The Metro Transit Authority decided yesterday to abandon its $52 million computerized fare collecting equipment on the 4th of July only and let passengers using the new subway throw 50 cents each into a barrel.

That pragmatic decision was made by the board on the recommendation of Metro general manager Theodore Lutz. Lutz, new to the job since the now-famous transit fiasco after the Bicentennial fireworks last July 4, is anxious that history not repeat itself, especially on July 4.

"We have had this nightmare," said one Metro staffer, who insisted on anonymity, before the meeting. "Hundreds of thousands of people descend on one small Metro station at 10:30 p.m. after the fireworks and all try to use that new computerized fare system. We knew that would never fly."

Metro plans to open 12 more miles and 17 new stations in the regional subway system on Friday, July 1. The system will not run on Saturday and Sunday, but will open again for 12 hours at noon Monday, July 4. Thus, July 4 will be only the second day of operation for the new line, running from National Airport to the RFK Stadium area through the Mall.

Supplementary buses also are planned for people who want to get to the fireworks on the Mall from parking lots at the Pentagon and the Stadium. Regular nonrush hour fares will be charged. There will be no busrail transfer July 4.

Subway riders will be encouraged to board at one of several stations within walking distance of the Mall so that not everybody tries to enter at the same place. The fare will be 50 cents for everybody, and will be deposited in large barrels.

"They will have concrete bases and grids on the top, and there will be security forces there," Lutz promised Metro board members.

"Do you think these barrels will ever replace the automatic fare collecting equipment?" Metro Board Chairman Francis White asked to much laughter.

That equipment starts to work next Monday on the five miles of the subway already operating, but its use will be optional until July 1. Then, except for July 4, the subway rider must insert into a machine and retrieve a magnetically encoded, wallet-sized ticket when he enters and when he exits the sytem.

Last July 4, Metro publicized that special buses would be available to handle the Bicentennial crowds. The crowd was enormous, the buses were blocked in some cases, did not show up in others, and many people waited up to four hours to get home after the fireworks.

Lutz said he had coordinated with police, national park officials and others to make sure buses have clear routes and are headed in the right direction this year.

The board also took two actions yesterday designed to deal with what has come to be known as the "Fairfax City problem."

First, the board voted to appeal a decision by the U.S. District Court in Alexandria that Metro owes Fairfax City $2 million, plus interest, because it breached an agreement to build a Metro subway station close to Fairfax City. That appeal to a suit brought by Fairfax City will not interfere with Metro's plans to build a truncated 60-mile system.

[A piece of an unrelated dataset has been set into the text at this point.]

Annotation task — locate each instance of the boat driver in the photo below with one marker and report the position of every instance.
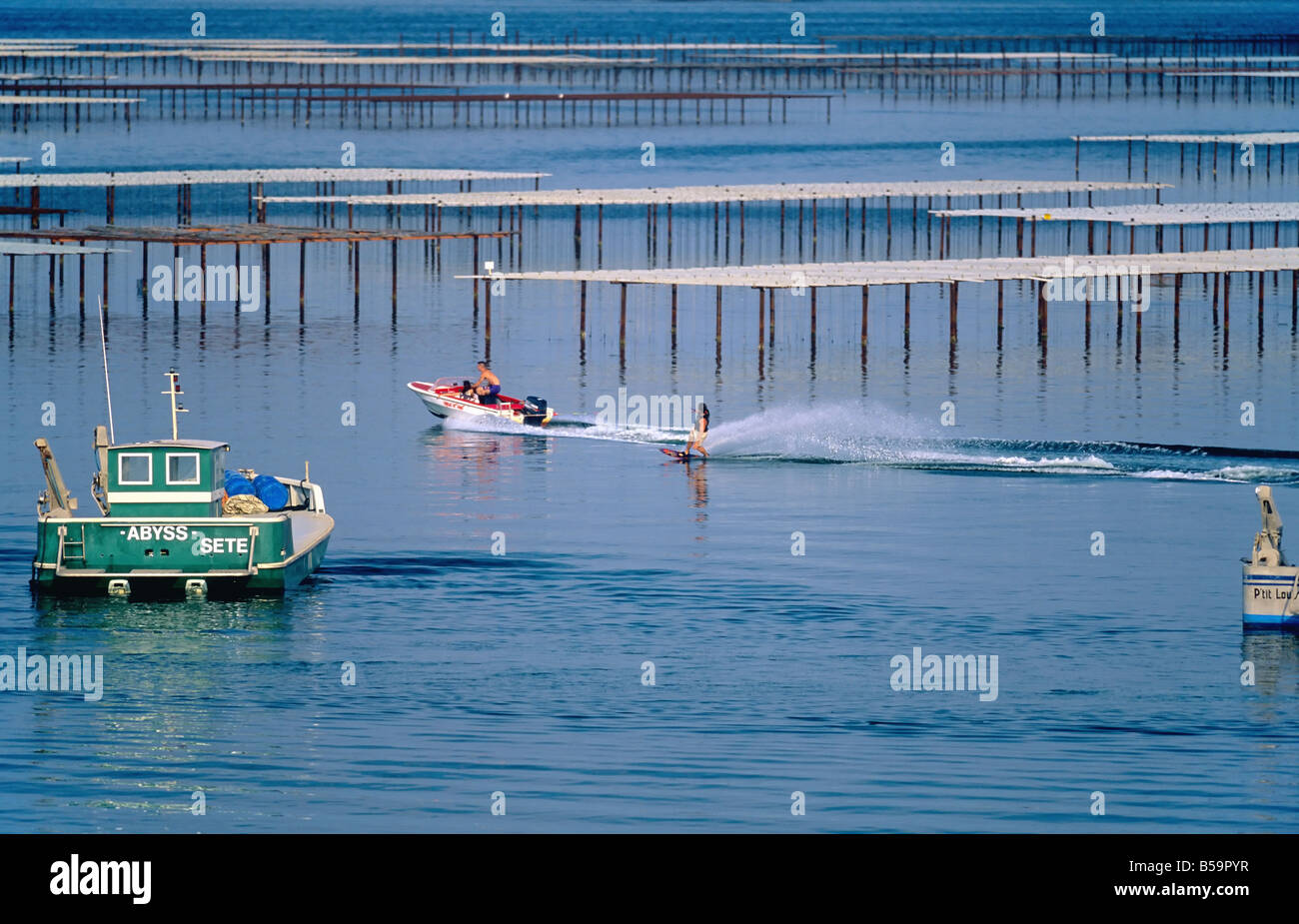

Second, the board approved the presentation of "transit service agreement" contracts for the Northern Virginian jurisdictions. Under those contracts, each jurisdiction purchases transportation services - whether bus or rail - from Metro.

Under the transit service agreement, largely the creature of Arlington County Board Chairman and Metro Board Member Joseph Wholey, Fairfax City can call its contribution to Metro operating costs anything it wants, just so long as it pays.

The contract also will contain provisions for holding the necessary public hearings and other actions leading to the withdrawal of transit services from Fairfax City if it does not pay.

In another development yesterday, the regional task force studying possible alternatives for Metro subway lines adopted a resolution rejecting a "request" by Transportation Secretary Brock Admas that a proposed Metro line between Silver Spring and Glenmont also be studied.

A cover letter seeking further negotiations between regional officials Adams is planned.

And on Wednesday, the Senate Transportation Appropriations subcommittee added $12 million to an appropriations bill to pay for the debt service on bonds due July 1. If the bill is not paid, Metro technically will be in default.